As far as i understand this? You want it on Ryzen Balanced, no matter what, where or when;
What changes are the settings in said power plan:
- If for example you don't use dedicated software (say Ryzen Master) and have a BIOS all core-OC, ideally you max out core speed and power allowance, disable power savings, etc;
- If you do make use of PBO for example or any other software-related feature, you want to keep both core and power settings at default.
The reasoning has been covered here and there, but in short, the less power your CPU is currently consuming (and therefore the less heat it outputs, both come into play), the higher it will shoot up when PBO kicks in and/or the longer it will stay there, hence the above. Inversely, when you have a fixed frequency all core overclock no matter what, you've nothing to gain from any of these "opportunistic boost" features, they won't even be activated for you. So naturally, the higher you keep its cycles, the better. So again Balanced, but with everyhting maxed out or disabled accordingly.

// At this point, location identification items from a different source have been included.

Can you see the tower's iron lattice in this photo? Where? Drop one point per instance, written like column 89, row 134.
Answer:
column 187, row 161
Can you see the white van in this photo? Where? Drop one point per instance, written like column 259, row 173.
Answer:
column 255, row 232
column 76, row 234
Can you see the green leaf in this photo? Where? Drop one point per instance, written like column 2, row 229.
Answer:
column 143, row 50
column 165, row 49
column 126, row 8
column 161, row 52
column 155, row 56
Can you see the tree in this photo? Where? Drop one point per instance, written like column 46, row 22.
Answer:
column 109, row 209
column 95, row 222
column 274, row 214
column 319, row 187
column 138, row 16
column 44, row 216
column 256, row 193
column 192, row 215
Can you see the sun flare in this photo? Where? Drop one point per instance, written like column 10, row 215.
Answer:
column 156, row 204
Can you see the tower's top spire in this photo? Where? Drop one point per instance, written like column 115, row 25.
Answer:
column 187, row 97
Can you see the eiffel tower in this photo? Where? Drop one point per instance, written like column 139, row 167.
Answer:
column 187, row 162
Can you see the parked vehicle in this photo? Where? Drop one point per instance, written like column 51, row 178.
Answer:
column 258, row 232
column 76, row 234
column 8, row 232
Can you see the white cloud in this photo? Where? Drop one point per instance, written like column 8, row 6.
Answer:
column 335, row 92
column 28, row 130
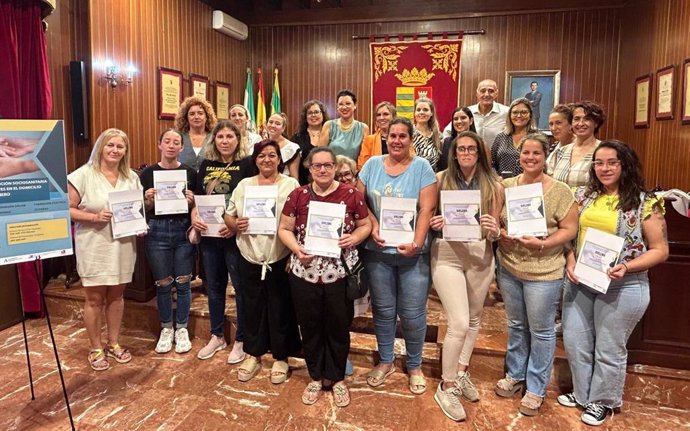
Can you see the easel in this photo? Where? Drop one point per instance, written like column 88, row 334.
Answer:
column 52, row 339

Of course there are two further factors one needs to consider, one being unecessary power draw and the other the actual (read: tangible) use of a steady 4200ish overclock. I won't go into either, as frankly it's more of a stance thing than anything else.

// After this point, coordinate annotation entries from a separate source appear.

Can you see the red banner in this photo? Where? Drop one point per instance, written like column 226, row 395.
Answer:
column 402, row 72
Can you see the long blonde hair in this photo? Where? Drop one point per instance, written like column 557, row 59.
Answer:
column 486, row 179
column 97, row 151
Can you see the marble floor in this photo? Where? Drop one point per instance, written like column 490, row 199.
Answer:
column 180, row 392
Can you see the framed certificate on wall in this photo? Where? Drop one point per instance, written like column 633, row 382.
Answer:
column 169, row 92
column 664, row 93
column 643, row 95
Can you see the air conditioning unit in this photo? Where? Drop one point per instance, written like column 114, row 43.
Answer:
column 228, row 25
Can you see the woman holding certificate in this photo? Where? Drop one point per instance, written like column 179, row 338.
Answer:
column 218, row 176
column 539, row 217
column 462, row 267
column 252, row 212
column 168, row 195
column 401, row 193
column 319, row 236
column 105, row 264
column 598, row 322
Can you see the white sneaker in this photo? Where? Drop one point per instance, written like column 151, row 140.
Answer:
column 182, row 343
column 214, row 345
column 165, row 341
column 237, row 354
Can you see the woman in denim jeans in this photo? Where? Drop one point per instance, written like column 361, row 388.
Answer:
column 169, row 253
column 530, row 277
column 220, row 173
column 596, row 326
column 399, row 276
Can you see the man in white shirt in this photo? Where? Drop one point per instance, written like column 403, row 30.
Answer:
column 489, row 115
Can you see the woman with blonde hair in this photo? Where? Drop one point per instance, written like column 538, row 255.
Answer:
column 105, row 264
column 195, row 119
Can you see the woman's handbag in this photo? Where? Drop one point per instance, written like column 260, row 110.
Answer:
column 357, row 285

* small note here as i see that "1903" mentioned a lot. All it does, all it does, is ensure the cores speed up or down a touch faster, or more strictly speaking, that there's a reduced latency between the instruction to modify frequence and its execution. Useless in the first scenario (stable all-core OC) and of minimal benefit in the latter (PBO) as has been shown by actual testing. Furthermore if not already evident, nothing to do with the NUMA/UMA-aware issue in non-monolithic designs of Windows Scheduler; that remains broken and equally frankly? Slightly on purpose, lol, but that's a different topic. Don't rush to 1903 and the new full screen ""exclusive"" headaches -which btw can no longer be disabled- unless you really need to, aka know what you're doing. Newest is not always best.